Lootman wrote:mc2fool wrote:There are no risks during the holding period if you hold to maturity. If you do that you can totally ignore the vagaries of the market during its life and will still get exactly what you expected on the day you bought it.
I fully agree that they are not low risk if you don't hold to maturity, but that's not what I'm referring to.
But how sure can anyone be that a holder will be able to hold to maturity? I can probably come up with a scenario for any type of holder that might compel them to sell early, even if their original intention was to hold to maturity.
Yeah, but that too is exogenous, not a risk of the gilt per se. Of course there are external risks, like, as already mentioned, you might die, there might be nuclear war, aliens might invade etc etc, but those apply to everything, even life itself.
Lootman wrote:Again, the government could massively devalue sterling and so the par value is repaid in near worthless confetti currency. Or the government could use a crisis to cram down changes to the implied contract. 50 years is a long time.

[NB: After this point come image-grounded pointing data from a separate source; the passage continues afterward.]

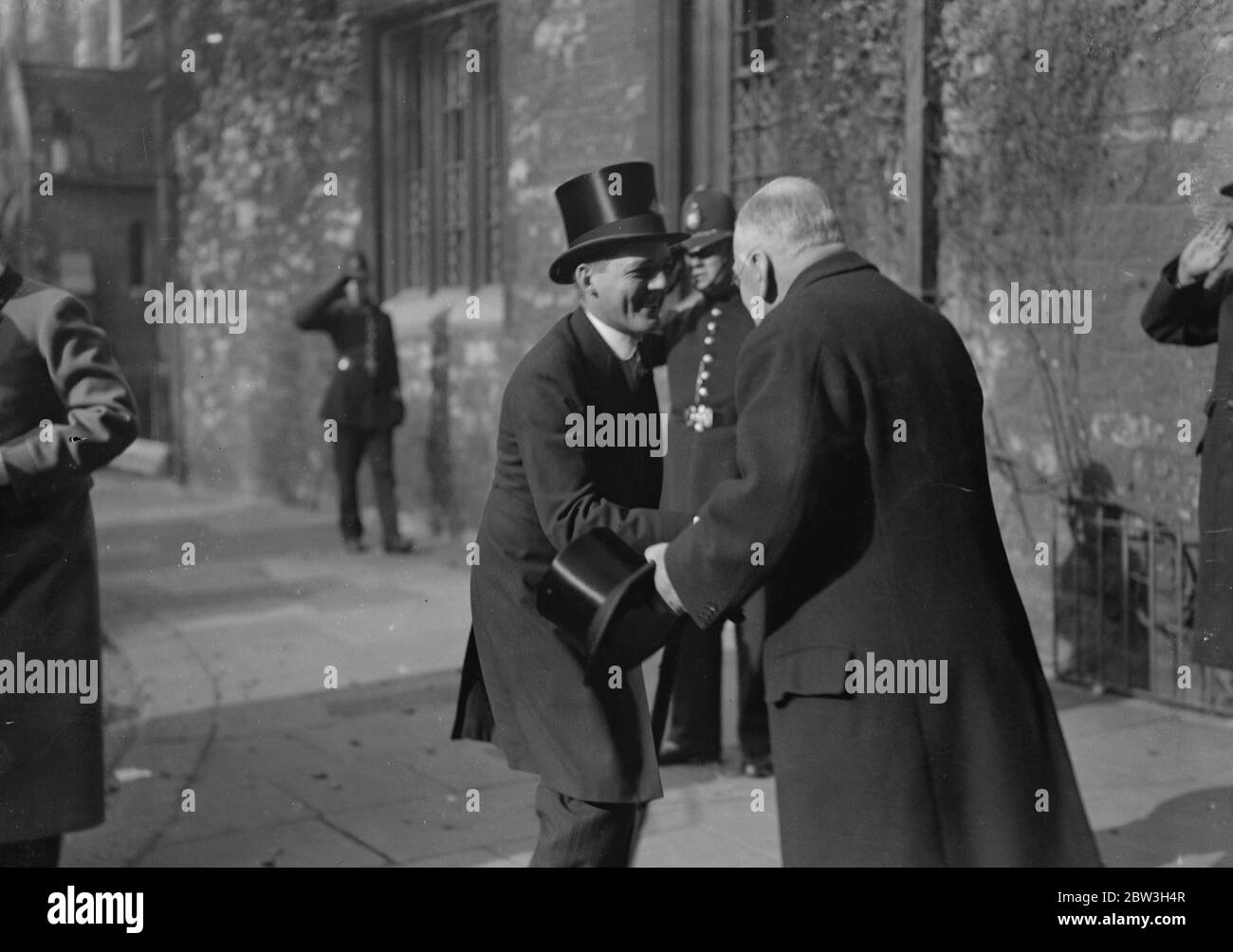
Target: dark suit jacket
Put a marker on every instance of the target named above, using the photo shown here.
(54, 365)
(590, 742)
(353, 397)
(1196, 317)
(892, 548)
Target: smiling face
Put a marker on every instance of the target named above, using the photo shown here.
(627, 290)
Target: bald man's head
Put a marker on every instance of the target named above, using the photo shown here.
(788, 213)
(784, 227)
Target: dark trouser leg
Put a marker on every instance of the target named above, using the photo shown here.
(695, 693)
(751, 719)
(348, 452)
(578, 833)
(42, 853)
(381, 463)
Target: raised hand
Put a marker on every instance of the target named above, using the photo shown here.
(1204, 251)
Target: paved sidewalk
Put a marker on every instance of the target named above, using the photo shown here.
(216, 687)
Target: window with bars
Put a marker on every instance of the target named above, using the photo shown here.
(756, 121)
(440, 155)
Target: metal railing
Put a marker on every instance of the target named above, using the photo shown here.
(1123, 606)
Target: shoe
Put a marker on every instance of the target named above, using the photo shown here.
(757, 767)
(672, 755)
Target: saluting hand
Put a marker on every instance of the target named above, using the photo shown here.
(1204, 251)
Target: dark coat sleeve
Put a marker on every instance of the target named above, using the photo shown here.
(796, 433)
(317, 313)
(565, 497)
(1187, 316)
(101, 417)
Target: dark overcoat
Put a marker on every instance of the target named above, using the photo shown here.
(588, 742)
(1196, 316)
(354, 398)
(863, 477)
(54, 365)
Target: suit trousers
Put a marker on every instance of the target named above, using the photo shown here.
(580, 833)
(353, 444)
(697, 688)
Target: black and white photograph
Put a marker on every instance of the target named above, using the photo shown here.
(616, 433)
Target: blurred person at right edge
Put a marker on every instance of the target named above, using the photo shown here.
(703, 336)
(1192, 304)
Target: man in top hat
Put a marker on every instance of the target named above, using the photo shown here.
(364, 397)
(65, 411)
(702, 338)
(911, 721)
(591, 745)
(1192, 304)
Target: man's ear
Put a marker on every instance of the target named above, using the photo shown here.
(582, 279)
(765, 276)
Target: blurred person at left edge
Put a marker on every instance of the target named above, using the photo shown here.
(65, 410)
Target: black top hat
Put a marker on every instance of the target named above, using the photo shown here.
(709, 216)
(603, 592)
(607, 206)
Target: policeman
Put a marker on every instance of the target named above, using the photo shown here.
(703, 337)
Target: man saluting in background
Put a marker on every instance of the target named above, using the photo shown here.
(364, 397)
(1192, 304)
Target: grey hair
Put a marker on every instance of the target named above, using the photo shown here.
(789, 212)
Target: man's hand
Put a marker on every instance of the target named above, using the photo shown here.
(1204, 251)
(654, 554)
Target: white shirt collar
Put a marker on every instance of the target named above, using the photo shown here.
(620, 343)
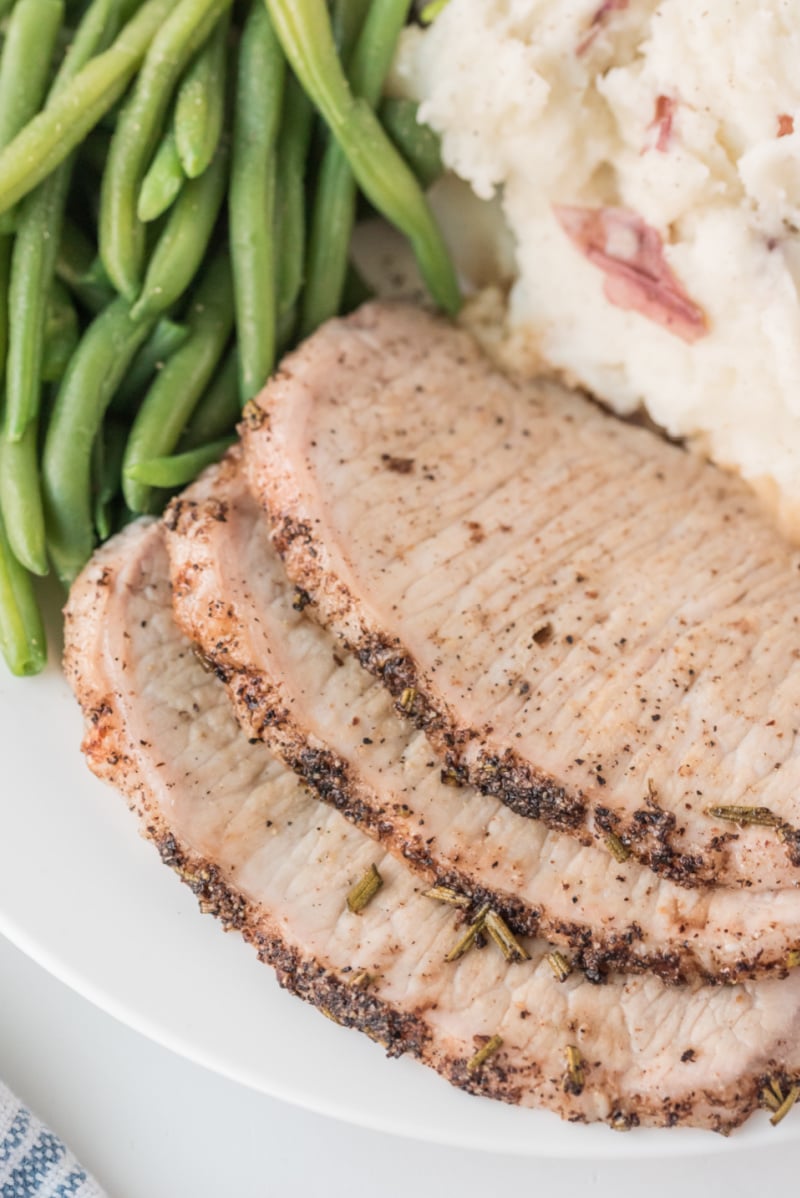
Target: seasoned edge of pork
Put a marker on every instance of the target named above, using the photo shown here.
(159, 728)
(598, 628)
(333, 724)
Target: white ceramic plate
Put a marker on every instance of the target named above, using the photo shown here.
(88, 899)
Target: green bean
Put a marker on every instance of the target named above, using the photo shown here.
(5, 272)
(61, 334)
(200, 104)
(328, 243)
(20, 500)
(219, 407)
(162, 344)
(290, 217)
(181, 467)
(346, 19)
(121, 234)
(430, 11)
(417, 143)
(182, 244)
(179, 386)
(94, 374)
(252, 200)
(109, 449)
(163, 181)
(38, 233)
(356, 290)
(25, 62)
(22, 631)
(90, 286)
(50, 137)
(334, 203)
(304, 30)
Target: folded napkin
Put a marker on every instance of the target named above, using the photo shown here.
(34, 1161)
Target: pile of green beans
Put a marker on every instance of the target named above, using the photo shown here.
(179, 186)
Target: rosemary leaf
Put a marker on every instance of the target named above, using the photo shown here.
(446, 894)
(431, 11)
(484, 1053)
(761, 816)
(616, 847)
(364, 890)
(561, 967)
(468, 937)
(504, 938)
(786, 1106)
(574, 1077)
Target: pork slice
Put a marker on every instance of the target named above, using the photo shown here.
(334, 725)
(597, 627)
(276, 865)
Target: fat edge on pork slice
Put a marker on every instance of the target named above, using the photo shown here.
(158, 727)
(329, 721)
(597, 627)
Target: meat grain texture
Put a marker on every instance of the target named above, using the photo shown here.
(273, 864)
(597, 627)
(331, 721)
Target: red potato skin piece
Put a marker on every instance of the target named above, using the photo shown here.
(640, 280)
(661, 123)
(606, 8)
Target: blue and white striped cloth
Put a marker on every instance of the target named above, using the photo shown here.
(34, 1162)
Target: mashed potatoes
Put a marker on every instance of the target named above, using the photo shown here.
(648, 167)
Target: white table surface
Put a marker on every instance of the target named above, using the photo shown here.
(152, 1125)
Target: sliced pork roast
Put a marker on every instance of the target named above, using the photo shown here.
(278, 866)
(591, 624)
(333, 724)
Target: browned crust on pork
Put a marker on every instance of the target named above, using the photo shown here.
(113, 758)
(212, 622)
(649, 832)
(507, 776)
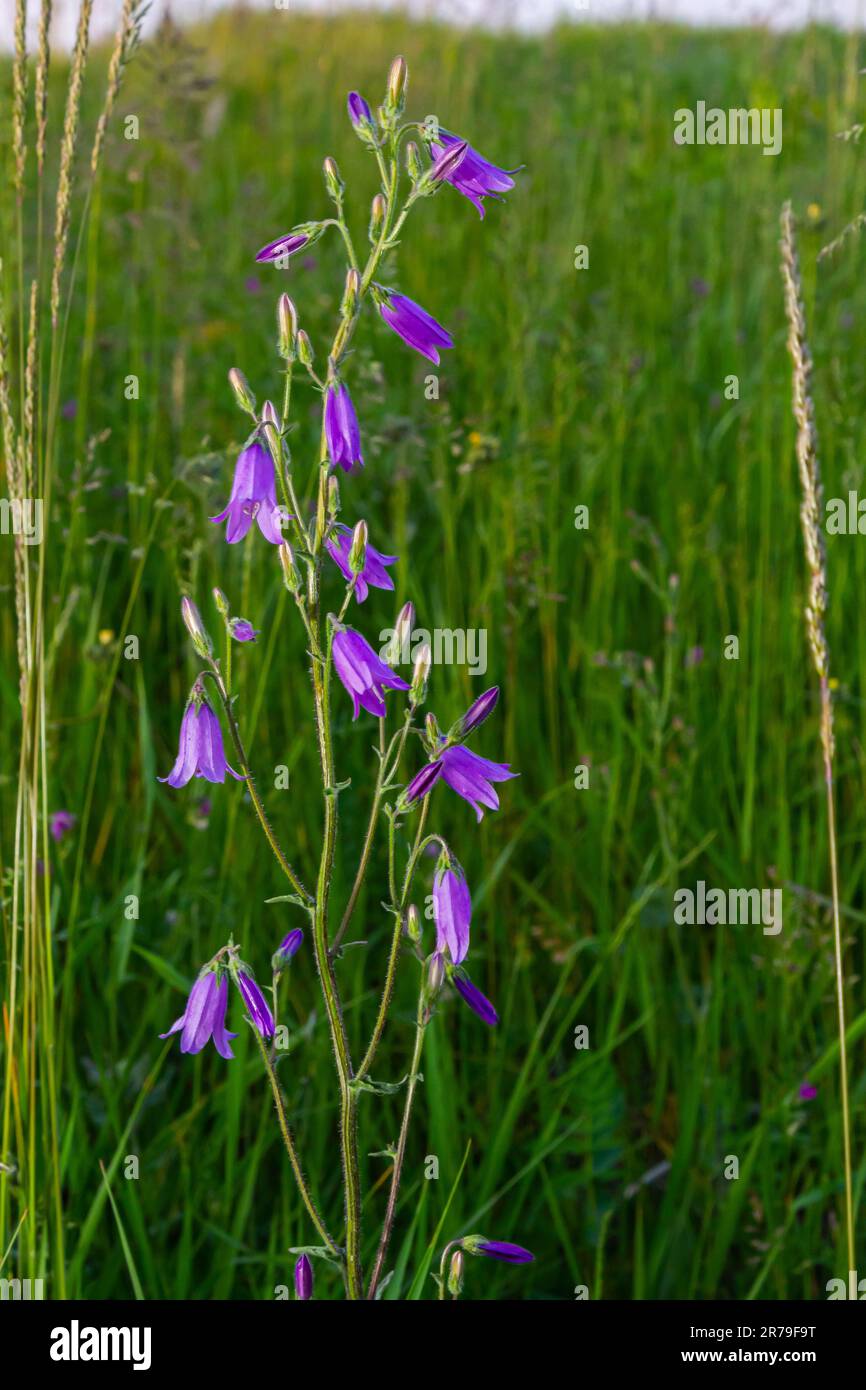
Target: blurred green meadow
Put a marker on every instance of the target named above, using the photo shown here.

The gilt in discussion is an index-linker and as a massive devaluation would most likely be accompanied by massive inflation the par value would be likely to be maintained. Yes, the government could breach the contract but for the UK that's pretty unlikely to happen (and is why I said in my OP that if holding to maturity it would be
almost zero risk).
Lootman wrote:I guess the question I would ask is this: Would any of those buyers from 2 years ago, having lost 80% of their capital so quickly, reverse out that trade if they legally could? I would beg to suggest that they all would. All have buyer's remorse.
Beh, you could ask the same of shareholders in Carillion, RBS, etc, depositors in BCCI, Lehmans, etc, clients of Equitable Life, etc etc. I don't see that such retrospective crystal ball gazing is particularly useful. And I don't think you can speak for "all" buyers; I wouldn't be surprised if there are some actuarial accountants that, having bought it, simply put it into a file marked "open in 2073".
Of course, as to why they bought it in the first place, that's been covered and I can't imagine that there were (m)any private investors that figured locking in a -2.5%pa real return for 50 years was a stonking idea!